Is the gym junkie staple really that healthy?
Chicken is part of the meat and alternatives food group. In case you aren’t aware, this food group also includes red meat, seafood, eggs, legumes, tofu, nuts and seeds.
Meat and alternatives are important for a few main reasons. For one, this food group is a main contributor of protein in your diet, which is key for muscle growth, maintenance and repair. But that’s not all – your brain, skin and hair are protein based as well. Plus, protein can help to keep you feeling full.
Meat and alternatives also provide some key micronutrients – iron, zinc and Vitamin B12, to name a few. To get you up to speed, iron is important for transporting oxygen throughout your body, while zinc plays a role in many different enzymes. Typically, Vitamin B12 (for blood and nervous system function) only comes from animal foods – so you can see that this food group is pretty important!
How much should you actually eat?
If you’re a female between the ages of 19-50, you’re recommended to have two and a half serves from this food group each day (not the mountains of protein your typical gym program recommends).
To put that into perspective, one serve of chicken is just 80 grams of cooked meat (think: a piece a little bit bigger than the palm of your hand). It’s really not that much!
In terms of other protein foods, one serve equals 65 grams of cooked red meat, 100 grams of cooked fish, 2 eggs, 1 cup of legumes or 170 grams of tofu. A small handful (30 grams) of nuts and seeds can occasionally count as a serve of protein, too.
The energy content
And now for what you’ve come here for: 100 grams of skinless chicken breast has 143 calories. By comparison, 100 grams of chicken thigh has 175 calories. FYI, chicken breast has 2.5 grams of fat per 100 grams, whereas a chicken thigh has 8.7 grams of fat per 100 grams – hence, there is more energy in the latter.

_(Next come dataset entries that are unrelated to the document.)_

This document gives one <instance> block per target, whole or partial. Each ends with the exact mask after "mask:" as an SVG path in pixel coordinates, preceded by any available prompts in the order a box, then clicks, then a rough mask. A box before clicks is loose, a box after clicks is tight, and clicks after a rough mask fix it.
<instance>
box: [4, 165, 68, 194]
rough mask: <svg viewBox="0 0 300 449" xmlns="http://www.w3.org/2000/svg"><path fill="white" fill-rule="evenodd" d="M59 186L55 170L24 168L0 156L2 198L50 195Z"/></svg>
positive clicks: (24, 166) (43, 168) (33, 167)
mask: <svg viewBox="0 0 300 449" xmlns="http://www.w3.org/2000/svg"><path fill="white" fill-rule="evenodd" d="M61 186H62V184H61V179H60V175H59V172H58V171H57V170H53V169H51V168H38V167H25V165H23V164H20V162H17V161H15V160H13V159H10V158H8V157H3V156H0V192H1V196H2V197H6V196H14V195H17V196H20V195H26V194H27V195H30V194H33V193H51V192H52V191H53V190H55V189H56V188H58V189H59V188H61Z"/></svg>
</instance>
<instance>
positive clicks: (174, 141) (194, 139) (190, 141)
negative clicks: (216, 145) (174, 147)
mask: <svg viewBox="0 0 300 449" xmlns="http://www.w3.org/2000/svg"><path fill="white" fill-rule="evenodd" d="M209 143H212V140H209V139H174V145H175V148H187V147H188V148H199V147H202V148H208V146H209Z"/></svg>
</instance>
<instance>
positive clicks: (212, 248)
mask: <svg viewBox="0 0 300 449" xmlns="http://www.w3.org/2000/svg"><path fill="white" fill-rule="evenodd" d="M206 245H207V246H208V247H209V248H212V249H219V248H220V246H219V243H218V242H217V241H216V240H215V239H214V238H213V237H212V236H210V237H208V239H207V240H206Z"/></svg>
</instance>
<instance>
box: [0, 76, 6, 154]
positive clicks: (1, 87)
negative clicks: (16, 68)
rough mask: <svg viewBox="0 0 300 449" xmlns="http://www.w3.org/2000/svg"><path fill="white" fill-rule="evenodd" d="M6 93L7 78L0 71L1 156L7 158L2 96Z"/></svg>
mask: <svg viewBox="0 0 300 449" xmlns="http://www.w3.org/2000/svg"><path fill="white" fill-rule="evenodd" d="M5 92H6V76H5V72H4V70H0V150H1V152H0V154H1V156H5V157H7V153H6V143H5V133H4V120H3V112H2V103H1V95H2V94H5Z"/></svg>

What might be more surprising is the energy content of chicken skin – if you leave it on a chicken breast, you’ll add almost 50 calories.
What’s more, the cooking method can send energy content sky rocketing. Baking or poaching are typically the best cooking methods as you don’t need to add any fat. Pan frying will add energy if you’re using oil, and obviously deep-fried foods are a calorie bomb (so save them for special treats, rather than an everyday affair).
You can bet your bottom dollar that chicken is a healthy food.
In saying that, what’s important is that you eat it in the context of a balanced, varied diet. Do your best to choose a healthy cooking method, and don’t rely on chicken as your only source of protein (read: remember to include a bit of red meat, seafood and vegetarian options, too).